Die natürliche Verjüngung im Wald stärkt die genetische Vielfalt. Sie fördert Bäume, die gut an die herrschenden Lebensbedingungen angepasst sind; diese sind in der Regel vielfältiger und robuster. Fast 80 % der Schweizer Wälder verjüngen sich natürlich.
Das BAFU unterstützt und fördert die Erhaltung und nachhaltige Nutzung der genetischen Vielfalt im Wald mit folgenden Massnahmen:
- Nationaler Kataster der Samenerntebestände (NKS) für standortgerechtes Vermehrungsgut im Schweizer Wald inklusive Samenerntekataster nach OECD-Normen;
- Generhaltungsgebiete für eine langfristige Erhaltung der genetischen Vielfalt von Baumarten.

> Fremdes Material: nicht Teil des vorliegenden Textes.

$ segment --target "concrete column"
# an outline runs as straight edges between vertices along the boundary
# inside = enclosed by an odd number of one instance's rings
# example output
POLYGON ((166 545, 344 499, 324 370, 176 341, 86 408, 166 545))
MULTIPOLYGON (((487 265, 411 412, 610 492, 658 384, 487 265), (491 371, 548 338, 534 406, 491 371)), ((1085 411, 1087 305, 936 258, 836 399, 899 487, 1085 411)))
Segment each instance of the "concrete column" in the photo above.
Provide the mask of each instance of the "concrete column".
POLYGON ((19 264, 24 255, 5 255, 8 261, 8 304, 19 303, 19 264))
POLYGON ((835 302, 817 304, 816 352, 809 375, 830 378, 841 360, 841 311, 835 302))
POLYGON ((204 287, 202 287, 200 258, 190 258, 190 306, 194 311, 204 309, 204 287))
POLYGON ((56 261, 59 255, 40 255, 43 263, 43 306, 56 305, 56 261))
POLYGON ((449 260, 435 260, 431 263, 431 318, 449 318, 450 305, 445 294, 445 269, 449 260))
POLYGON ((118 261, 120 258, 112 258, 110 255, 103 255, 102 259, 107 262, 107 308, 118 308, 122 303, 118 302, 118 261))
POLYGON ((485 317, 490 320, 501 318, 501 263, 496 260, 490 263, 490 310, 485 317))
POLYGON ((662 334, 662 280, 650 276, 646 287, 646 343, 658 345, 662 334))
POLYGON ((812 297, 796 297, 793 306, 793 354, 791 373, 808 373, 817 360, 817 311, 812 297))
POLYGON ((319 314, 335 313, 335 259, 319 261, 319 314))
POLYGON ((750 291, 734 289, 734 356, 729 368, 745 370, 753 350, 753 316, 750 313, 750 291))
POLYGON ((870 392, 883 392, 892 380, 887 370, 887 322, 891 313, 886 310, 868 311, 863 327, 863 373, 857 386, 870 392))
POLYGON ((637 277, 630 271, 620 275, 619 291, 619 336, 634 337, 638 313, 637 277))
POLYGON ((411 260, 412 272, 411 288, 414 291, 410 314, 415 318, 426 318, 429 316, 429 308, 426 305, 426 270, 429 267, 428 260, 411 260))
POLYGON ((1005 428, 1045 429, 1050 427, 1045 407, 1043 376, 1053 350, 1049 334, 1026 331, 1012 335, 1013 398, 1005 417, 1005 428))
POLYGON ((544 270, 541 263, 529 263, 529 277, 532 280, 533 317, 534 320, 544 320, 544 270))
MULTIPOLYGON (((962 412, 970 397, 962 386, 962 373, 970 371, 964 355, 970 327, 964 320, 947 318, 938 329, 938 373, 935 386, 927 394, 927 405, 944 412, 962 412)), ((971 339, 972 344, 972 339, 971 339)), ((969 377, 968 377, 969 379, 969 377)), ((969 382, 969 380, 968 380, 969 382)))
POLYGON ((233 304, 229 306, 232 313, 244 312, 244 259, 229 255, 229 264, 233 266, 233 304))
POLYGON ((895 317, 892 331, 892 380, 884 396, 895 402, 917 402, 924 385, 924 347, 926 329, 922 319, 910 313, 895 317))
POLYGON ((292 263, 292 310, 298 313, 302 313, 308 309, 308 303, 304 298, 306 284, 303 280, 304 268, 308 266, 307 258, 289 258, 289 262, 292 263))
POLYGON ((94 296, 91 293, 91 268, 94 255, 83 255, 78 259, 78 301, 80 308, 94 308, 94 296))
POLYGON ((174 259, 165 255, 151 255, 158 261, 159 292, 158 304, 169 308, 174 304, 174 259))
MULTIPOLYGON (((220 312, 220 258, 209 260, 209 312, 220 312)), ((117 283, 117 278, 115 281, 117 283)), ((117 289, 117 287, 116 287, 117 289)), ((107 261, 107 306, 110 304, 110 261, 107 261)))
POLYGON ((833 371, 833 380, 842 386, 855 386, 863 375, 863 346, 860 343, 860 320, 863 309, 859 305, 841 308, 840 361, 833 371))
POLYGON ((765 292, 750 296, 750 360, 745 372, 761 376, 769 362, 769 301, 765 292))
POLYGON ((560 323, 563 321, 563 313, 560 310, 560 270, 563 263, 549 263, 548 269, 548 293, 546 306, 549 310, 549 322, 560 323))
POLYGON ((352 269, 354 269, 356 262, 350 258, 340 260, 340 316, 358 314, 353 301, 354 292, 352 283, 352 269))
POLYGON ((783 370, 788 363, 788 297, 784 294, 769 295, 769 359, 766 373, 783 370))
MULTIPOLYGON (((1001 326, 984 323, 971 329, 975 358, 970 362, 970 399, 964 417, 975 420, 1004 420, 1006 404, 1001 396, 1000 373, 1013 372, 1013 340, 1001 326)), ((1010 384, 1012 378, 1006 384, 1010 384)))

Ein Forschungsprojekt der ETH Zürich nutzt dazu Synergien vor allem mit Waldreservaten, die diese Aufgaben bereits teilweise im Sinne der dynamischen Generhaltung erfüllen;
- Erhaltung lokal angepasster Populationen und ihres Anpassungspotenzials in Wäldern von besonderem genetischem Interesse (BGI-Wälder).
Das Netzwerk «Swiss Barcode of Life» (SwissBOL) hat zum Ziel, die Diversität des Lebens in der Schweiz mittels DNA-Barcoding zu erfassen. Das Wissen dient der nationalen Überwachung der Biodiversität und damit der Verbesserung der Schutzstrategien.
Das BAFU ist Partner von SwissBOL und unterstützt das Netzwerk finanziell.
Ein Grossteil der in der Schweiz genutzten genetischen Ressourcen wird im Ausland erworben. Für Industrie, Forschung und Landwirtschaft ist es daher wichtig, dass die genetischen Ressourcen global erhalten bleiben. Die Schweiz hat deshalb das Nagoya-Protokoll ratifiziert, das den Zugang zu genetischen Ressourcen regelt.